Am Freitagabend gegen Erzgebirge Aue wird nun in jedem Fall erstmals Werner das Team anleiten – als vierter Coach im vierten Spiel. Er wurde am Montagnachmittag vorgestellt. Während Sportvorstand Frank Baumann die Vorkommnisse rund um den wahrscheinlichen Impfbetrug Anfangs bezogen auf die Mannschaft als „wichtig für den Teambuildingprozess“ beurteilte, war Stürmer Niclas Füllkrug vermutlich näher an der Wahrheit. Er sagte: „Man hat gesehen, dass wir eher verunsichert sind, als dass wir vor Selbstvertrauen strotzen.“

Diese Einschätzung ging in Richtung Brand. Der hatte die Taktik weitreichend verändert.

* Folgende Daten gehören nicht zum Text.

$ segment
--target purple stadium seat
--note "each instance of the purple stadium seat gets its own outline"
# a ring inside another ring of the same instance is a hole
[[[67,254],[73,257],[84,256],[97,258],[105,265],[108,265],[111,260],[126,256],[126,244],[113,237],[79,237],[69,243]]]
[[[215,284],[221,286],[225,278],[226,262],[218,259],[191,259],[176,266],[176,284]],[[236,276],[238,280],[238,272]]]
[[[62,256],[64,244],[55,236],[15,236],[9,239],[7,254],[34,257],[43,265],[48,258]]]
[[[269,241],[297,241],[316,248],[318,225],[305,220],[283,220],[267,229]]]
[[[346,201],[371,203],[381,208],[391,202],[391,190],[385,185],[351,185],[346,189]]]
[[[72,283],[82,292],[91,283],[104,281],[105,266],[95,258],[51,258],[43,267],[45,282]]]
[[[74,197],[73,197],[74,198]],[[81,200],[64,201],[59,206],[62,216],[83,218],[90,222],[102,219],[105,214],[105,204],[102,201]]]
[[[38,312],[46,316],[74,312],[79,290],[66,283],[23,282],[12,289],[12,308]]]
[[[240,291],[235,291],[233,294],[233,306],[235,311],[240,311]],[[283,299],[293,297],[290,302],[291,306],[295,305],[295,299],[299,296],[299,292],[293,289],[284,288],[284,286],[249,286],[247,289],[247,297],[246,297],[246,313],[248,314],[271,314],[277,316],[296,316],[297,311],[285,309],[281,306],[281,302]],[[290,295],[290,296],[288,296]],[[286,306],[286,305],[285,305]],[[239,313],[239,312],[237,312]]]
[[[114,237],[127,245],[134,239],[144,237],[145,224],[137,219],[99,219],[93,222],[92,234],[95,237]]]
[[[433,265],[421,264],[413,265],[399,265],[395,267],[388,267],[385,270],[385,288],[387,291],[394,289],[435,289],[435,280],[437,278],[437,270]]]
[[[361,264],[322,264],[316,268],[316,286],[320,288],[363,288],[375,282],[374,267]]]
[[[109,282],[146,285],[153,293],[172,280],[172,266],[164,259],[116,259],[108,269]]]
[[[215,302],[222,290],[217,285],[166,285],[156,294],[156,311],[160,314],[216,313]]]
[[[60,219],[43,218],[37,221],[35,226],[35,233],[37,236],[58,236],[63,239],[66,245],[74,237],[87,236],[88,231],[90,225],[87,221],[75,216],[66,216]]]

In der Folge kamen die Kieler zu etlichen Chancen. „Wir hätten einfach das durchziehen sollen, was wir die letzten Spiele gespielt haben“, monierte Füllkrug, „beim ehemaligen Trainer haben wir immer das Gleiche gespielt, jeder wusste, was zu machen war.“ Tatsächlich hatte Anfang die Mannschaft stabilisiert und acht Punkte aus seinen letzten fünf Spielen geholt.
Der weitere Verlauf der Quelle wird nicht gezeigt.